Dikkat çeken bir şey daha görülmektedir. İşledikleri cinayetlerle deşifre olan Korkut Eken, Mehmet Ağar ve AKP milletvekili Ağar‘ın oğlu hakkında bir sahiplenme görülmemektedir. Ve bu gösteriyor ki, Ağar, oğlu ve Eken sahiplenilmeyecektir. Yani, bu gibilerin hesabı kapatılabilir. Muhtemelen Erdoğan faturayı bunlara yükleyerek işin içinden çıkmayı hesaplıyor. Ancak, devletin ve iktidarın da kara kutusu olan Ağar’ın konuşmasını göze alamazlar. Ağar gözden çıkarıldığını anladığında ya konuşma tehdidiyle durumu kontrole almaya çalışacak ya da yürüteceği pazarlıklarla göstermelik bir yargılama süreciyle sorunu zamana yayıp en hafif faturayla işi kotarmayı planlayacaktır.

Şurası kesin ki, bu kokuşmuş bataklık daha çok su kaldıracak. Henüz hiç bir şey sonuçlanmış, durmuş değildir. Nelerin ifşa edileceği ve olacağı, dolayısıyla bu kirliliğin nereye yol alacağı, nasıl sonuçlanacağı bir bakıma muammadır. Elbette, mevcut haliyle bir fatura çıkmıştır ve öyle ya da böyle ödenecektir. Peker’i aşıp Ağar’ın veya başkalarının da devreye girmesiyle mesele gerçek manada depreme dönüşebilir. Ağar kilit noktada durmaktadır. Ölmüş Demirel ve malum ekibiyle birlikte Çiller‘in de deşifre edilmesi olasıdır. Ki, Peker‘in daha neler ifşa edeceği bilinmemektedir.

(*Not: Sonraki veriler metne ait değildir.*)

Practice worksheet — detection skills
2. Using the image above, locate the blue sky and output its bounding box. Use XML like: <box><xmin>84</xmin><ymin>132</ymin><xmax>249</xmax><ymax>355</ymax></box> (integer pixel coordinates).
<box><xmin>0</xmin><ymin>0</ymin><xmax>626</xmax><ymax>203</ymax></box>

Ancak, mevcut yaşananların toplumda infial yaratacak değerde olduğu açıktır. Bu durum, en iyi haliyle Erdoğan ve iktidar güruhunun saltanatına son verecektir. Tam da bundandır ki, Erdoğan gündemi çarpıtmak, yapay tartışmalarla gündemi meşgul ederek ve elbette faşist saldırı dalgası devreye sokarak zaman kazanmaya, gündemi değiştirmeye çalışacaktır. Hali hazırda yaptıkları da gündemi çarpıtmaya dönük yapay tartışmalar ve provokasyonlarla yeni gündemler yaratmaktır. Burjuva muhalefet partileri ve parti liderlerine dönük kullanılan dil ve sergilenen provokasyonlar doğrudan bu amaçlıdır. Dahası, iktidarın çok daha güçlü sallandığını gören Erdoğan, bu korkuyla komplo, entrika ve provokasyonlar devreye sokmaktan çekinmeyecektir, çekinmemektedir. Siyasi suikastların, linç ve saldırıların gündeme gelmesi sürpriz olmayacaktır. Ancak, her çırpınışın onu ve iktidarını daha büyük anaforlara maruz bırakarak yıkılmasından öteye işe yaramayacaktır.